One of the toughest concepts to understand for a new SSIS developer is the difference between the Control Flow and the Data Flow tabs. Chapter 2 explains this further, but just to restate a piece of that concept, the Control Flow tab controls the workflow of the package and the order in which each task will execute. Each task in the Control Flow has a user interface to configure the task, with the exception of the Data Flow Task. The Data Flow Task is configured in the Data Flow tab. Once you drag a Data Flow Task onto the Control Flow tab and double-click it to configure it, you’re immediately taken to the Data Flow tab.
The Data Flow is made up of three components that are discussed in this chapter: sources, transformations (also known as transforms), and destinations. These three components make up the fundamentals of ETL. Sources extract data out of flat files, OLE DB databases, and other locations; transformations process the data once it has been pulled out; and destinations write the data to its final location.
Much of this ETL processing is done in memory, which is what gives SSIS its speed. It is much faster to apply business rules to your data in memory using a transformation than to have to constantly update a staging table. Because of this, though, your SSIS server will potentially need a large amount of memory, depending on the size of the file you are processing.
Data flows out of a source in memory buffers that are 10 megabytes in size or 10,000 rows (whichever comes first) by default. As the first transformation is working on those 10,000 rows, the next buffer of 10,000 rows is being processed at the source. This architecture limits the consumption of memory by SSIS and, in most cases, means that if you had 5 transforms dragged over, 50,000 rows will be worked on at the same time in memory. This can change only if you have asynchronous components like the Aggregate or Sort Transforms, which cause a full block of the pipeline.

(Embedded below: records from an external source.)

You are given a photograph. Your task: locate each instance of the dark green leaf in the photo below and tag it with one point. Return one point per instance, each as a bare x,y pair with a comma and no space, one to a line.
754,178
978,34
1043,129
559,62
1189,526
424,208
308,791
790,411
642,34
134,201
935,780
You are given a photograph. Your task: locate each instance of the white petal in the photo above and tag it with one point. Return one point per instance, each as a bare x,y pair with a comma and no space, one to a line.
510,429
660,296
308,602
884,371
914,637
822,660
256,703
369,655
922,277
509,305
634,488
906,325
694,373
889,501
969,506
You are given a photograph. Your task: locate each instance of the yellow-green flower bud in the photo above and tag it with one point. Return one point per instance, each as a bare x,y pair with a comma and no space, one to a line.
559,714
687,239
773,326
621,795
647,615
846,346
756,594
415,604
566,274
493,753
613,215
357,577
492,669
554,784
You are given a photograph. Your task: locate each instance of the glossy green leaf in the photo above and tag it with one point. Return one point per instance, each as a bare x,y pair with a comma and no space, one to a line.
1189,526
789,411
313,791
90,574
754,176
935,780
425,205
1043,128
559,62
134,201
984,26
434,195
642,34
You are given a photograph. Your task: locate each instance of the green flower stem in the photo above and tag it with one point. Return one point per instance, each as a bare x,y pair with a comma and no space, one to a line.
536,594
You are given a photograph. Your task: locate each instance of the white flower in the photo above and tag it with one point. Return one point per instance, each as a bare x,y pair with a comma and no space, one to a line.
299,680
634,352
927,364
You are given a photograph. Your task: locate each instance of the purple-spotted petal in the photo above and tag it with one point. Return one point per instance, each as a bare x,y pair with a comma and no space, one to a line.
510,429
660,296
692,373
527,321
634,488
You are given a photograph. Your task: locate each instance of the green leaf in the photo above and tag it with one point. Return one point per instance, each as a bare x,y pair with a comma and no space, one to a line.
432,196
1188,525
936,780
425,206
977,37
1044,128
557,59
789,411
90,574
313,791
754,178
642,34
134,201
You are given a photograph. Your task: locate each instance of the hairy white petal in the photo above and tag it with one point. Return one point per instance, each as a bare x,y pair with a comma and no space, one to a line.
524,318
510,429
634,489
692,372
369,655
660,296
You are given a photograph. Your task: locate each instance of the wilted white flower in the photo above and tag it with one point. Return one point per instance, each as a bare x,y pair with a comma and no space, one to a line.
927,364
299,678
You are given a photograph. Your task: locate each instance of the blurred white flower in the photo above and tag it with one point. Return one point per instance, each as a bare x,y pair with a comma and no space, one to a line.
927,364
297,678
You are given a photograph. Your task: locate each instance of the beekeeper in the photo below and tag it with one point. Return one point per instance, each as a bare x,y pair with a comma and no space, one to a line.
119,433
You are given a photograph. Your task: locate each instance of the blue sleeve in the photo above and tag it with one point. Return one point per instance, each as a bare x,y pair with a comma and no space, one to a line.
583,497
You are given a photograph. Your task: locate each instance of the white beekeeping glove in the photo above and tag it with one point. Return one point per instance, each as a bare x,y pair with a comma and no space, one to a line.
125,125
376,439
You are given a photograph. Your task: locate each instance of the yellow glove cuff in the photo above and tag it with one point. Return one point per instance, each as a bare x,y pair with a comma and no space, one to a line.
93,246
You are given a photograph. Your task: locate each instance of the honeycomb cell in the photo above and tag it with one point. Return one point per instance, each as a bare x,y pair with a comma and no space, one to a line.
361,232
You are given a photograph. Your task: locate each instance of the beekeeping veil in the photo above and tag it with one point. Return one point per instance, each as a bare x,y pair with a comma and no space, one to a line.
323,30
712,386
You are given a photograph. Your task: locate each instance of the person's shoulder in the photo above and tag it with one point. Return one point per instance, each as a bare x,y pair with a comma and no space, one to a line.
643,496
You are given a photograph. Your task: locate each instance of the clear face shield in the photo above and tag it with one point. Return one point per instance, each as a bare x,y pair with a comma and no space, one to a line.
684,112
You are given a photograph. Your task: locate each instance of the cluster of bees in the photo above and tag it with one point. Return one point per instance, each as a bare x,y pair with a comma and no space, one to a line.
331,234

Data viewers are a very important feature in SSIS for debugging your Data Flow pipeline. They enable you to view data at points in time at runtime. If you place a data viewer before and after the Aggregate Transformation, for example, you can see the data flowing into the transformation at runtime and what it looks like after the transformation happens. Once you deploy your package and run it on the server as a job or with the service, the data viewers do not show because they are only a debug feature within SQL Server Data Tools (SSDT).
To place a data viewer in your pipeline, right-click one of the paths (red or blue arrows leaving a transformation or source) and select Enable Data Viewer.
Once you run the package, you’ll see the data viewers open and populate with data when the package gets to that path in the pipeline that it’s attached to. The package will not proceed until you click the green play button (>). You can also copy the data into a viewer like Excel or Notepad for further investigation by clicking Copy Data. The data viewer displays up to 10,000 rows by default, so you may have to click the > button multiple times in order to go through all the data.
After adding more and more data viewers, you may want to remove them eventually to speed up your development execution. You can remove them by right-clicking the path that has the data viewer and selecting Disable Data Viewer.